Las Vegas Sun

April 26, 2024

OTHER VOICES:

Let’s blame Canada — or fire Sebelius

If you’re a citizen who tries to keep up with current affairs, your latest responsibility is having a strong opinion about the troubled rollout of the health insurance marketplace.

Really makes you miss the government shutdown, doesn’t it? Try leading a lively dinner table conversation on software coding errors.

The Democrats are depressed. The Republicans enjoy pointing out that the Obamacare rollout has been a mess. But they obviously can’t pretend to be upset that people are finding it hard to sign up for a program their party wanted to kill, eviscerate and stomp into tiny pieces, which would then be fed to a tank of ravenous eels.

Well, actually, they can.

“I haven’t heard one of you apologize to the American public,” Rep. David McKinley of West Virginia sternly told government contractors who had worked on the HealthCare.gov website.

McKinley’s party recently shut down everything from the national parks to preschool programs while costing the economy an estimated $24 billion. Nobody apologized. Perhaps they’ll write a note this weekend.

“I’m damned angry that I and 700,000 Texans I represent have been misled, misled and misled,” Rep. Pete Olson said.

The only thing that could conceivably make Olson angrier would be if the Obamacare site was working so well that Texans could get health insurance as easily as they can order a chrome scarf holder from Amazon.com.

On Thursday, the House Energy and Commerce Committee held the first of what will be a very long line of congressional hearings on the subject of the botched rollout. The private contractors claimed, in the most oblique language possible, that their own individual pieces of the operation had gone swimmingly.

Meanwhile, the committee members told the private contractors about their personal technological expertise, which sounded so extensive it’s a wonder that the House of Representatives hasn’t invented its own search engine.

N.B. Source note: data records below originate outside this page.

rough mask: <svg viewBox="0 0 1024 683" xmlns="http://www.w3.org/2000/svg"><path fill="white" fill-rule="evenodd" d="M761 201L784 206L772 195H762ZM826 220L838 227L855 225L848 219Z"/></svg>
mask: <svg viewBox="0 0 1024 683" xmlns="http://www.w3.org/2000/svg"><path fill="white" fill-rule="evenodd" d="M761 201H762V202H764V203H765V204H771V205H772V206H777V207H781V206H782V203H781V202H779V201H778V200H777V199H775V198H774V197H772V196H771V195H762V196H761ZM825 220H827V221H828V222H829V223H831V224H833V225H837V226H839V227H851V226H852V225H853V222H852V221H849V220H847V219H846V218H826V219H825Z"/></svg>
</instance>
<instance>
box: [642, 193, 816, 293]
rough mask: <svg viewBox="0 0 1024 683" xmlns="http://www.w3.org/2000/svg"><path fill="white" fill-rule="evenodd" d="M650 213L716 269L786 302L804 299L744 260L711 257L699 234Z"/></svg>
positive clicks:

“I was in small business for 22 years, in the radio business. We dealt with software upgrades and changes in systems and all that ...”

“When I was in developing software ...”

“Being a computer science major from Rice University and a former naval aviator who could not afford to have my computer drop off-line as I’m rolling in my plane to drop a torpedo to stop a Russian submarine from launching a ballistic missile, a nuclear missile at our country. ...”

That last one was Olson again.

It is very possible that you missed this hearing. Perhaps you were at work. Perhaps you have taken a vow never to listen to any discussion in which the word “functionality” is used on a regular basis.

The bottom line is that the startup was terrible. We’re just going to wait and see how well the administration does in fixing things. White House officials have promised to bring in “the best and brightest,” which is encouraging unless you are old enough to remember that “the best and the brightest” was what they called the guys who gave us the war in Vietnam.

In the meantime, keep things simple and just find somebody to blame. A few suggestions:

Canada

The major contractor on the Web job was CGI Federal, which is a subsidiary of a Canadian company. Perhaps this is all a Canadian plot. Perhaps the Canadians were jealous that the United States was on the verge of creating a health care system so much more exciting than their own single-payer version. Remember, these are the exact same people who sent us Justin Bieber.

Kathleen Sebelius

This is an extremely popular option. Fire the secretary of health and human services. The Republican National Committee has a petition drive demanding that Sebelius be canned. Democrats are less enthusiastic, but a lot of them feel that President Barack Obama should fire somebody, and really, it’s not going to be the secretary of agriculture.

Also, Sebelius has a family vacation home in northern Michigan. You can probably see Canada from her house.

Technology

Younger people are shocked that the Obama White House, which is supposed to be so technologically savvy, can’t manage a website rollout. They express this opinion through multiple devices that are seamlessly interlinked to one another, and to their friends’ multiple devices, and their friends’ friends’.

Many older people just shrug. It’s about computers. How could it possibly work out the first time around?

I am definitely going with option two, in my capacity as a person who has never recovered from the day my company changed email systems. Let alone the time my cellphone started responding to all prompts by offering to call the old office number for former Sen. Trent Lott.

The White House just has to call a tech. And then another tech. And then another tech. And then maybe buy a new cellphone.

Gail Collins is a columnist for The New York Times.